Je commence par là car il faut comprendre qu’on ne peut accuser les entreprises de vouloir abîmer notre planète, s’ils ne disposent pas des informations nécessaires pour guider leurs décisions. C’est aussi la clé de la valorisation des agricultures les plus vertueuses.
Cette prise de conscience est urgente, en effet quelle que soit la zone géographique où Genesis se déploie : de l’Amérique du Sud à l’Europe, en passant par l’Asie, nous constatons que les sols sont dégradés mettant déjà en péril non seulement nos écosystèmes, mais aussi la pérennité des rendements.
Nous classons l’état de santé des sols en 5 catégories allant d’excellent à critique. Si une majorité d’entre eux se situent dans un état moyen, les sols d’où proviennent certaines matières premières atteignent aujourd’hui des niveaux alarmants de dégradation.
Dans le même temps, nous avons aussi constaté que d’autres pratiques sur les mêmes cultures pouvaient conduire à des résultats opposés.
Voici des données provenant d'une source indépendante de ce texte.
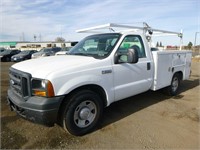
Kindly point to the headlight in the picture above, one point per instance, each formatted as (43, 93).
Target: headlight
(42, 87)
(44, 54)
Cette dégradation n’est donc pas inéluctable.
Vous dites encourager notamment l’adoption de pratiques régénératrices : comment travaillez-vous avec les grandes marques, et quels sont vos résultats en ce sens ?
Notre premier rôle consiste à fournir des informations fiables par pays et par mode de culture sur l’impact des modes de production.
Concrètement nous faisons des prélèvements de sols et étudions les stocks de carbone et les potentiels de stockage, le degré d’érosion, mais aussi l’impact des cultures sur la biodiversité du sol et la biodiversité aérienne, ou encore sur l’eau.
Ces informations permettent à nos clients d’établir des feuilles de route de transition. Ils priorisent les matières premières sur lesquelles ils veulent engager des transitions. Nous les aidons également à déterminer à une échelle plus ou moins fine la ou les pratiques agricoles à prioriser pour engager les transformations les plus impactantes à grande échelle, par exemple l’agroforesterie. Bien évidemment les sols sont très différents en Europe ou en Asie ou encore en Amérique centrale, il n’y a pas une pratique qui soit réplicable à l’identique partout dans le monde.
Ensuite nous accompagnons nos clients qu’ils soient fournisseurs ou acheteurs de matières premières dans la mise en place de filières vertueuses, sur la base d’impacts mesurés.
Nous créons de la préférence pour les systèmes de production à impact positif, ce qui permet aussi de fournir de meilleurs débouchés aux agriculteurs issus de ces filières.
L’Université de la terre se tiendra les 14 & 15 mars prochains à l’UNESCO pour aborder divers sujets autour du thème « Nature = Futur ». Alors que le modèle agricole productiviste subit la crise de plein fouet, les études scientifiques se suivent pour dénoncer ses impasses sanitaires et environnementales. Pensez-vous qu’un système respectueux du vivant et des écosystèmes soit réellement envisageable, tout en garantissant une juste rémunération des producteurs ?
Si je n’en étais pas convaincue, je n’aurais pas lancé Genesis.
Cette transition doit avoir lieu pour nous protéger … Si elle ne protège pas le principal acteur du vivant, elle est vouée à l’échec.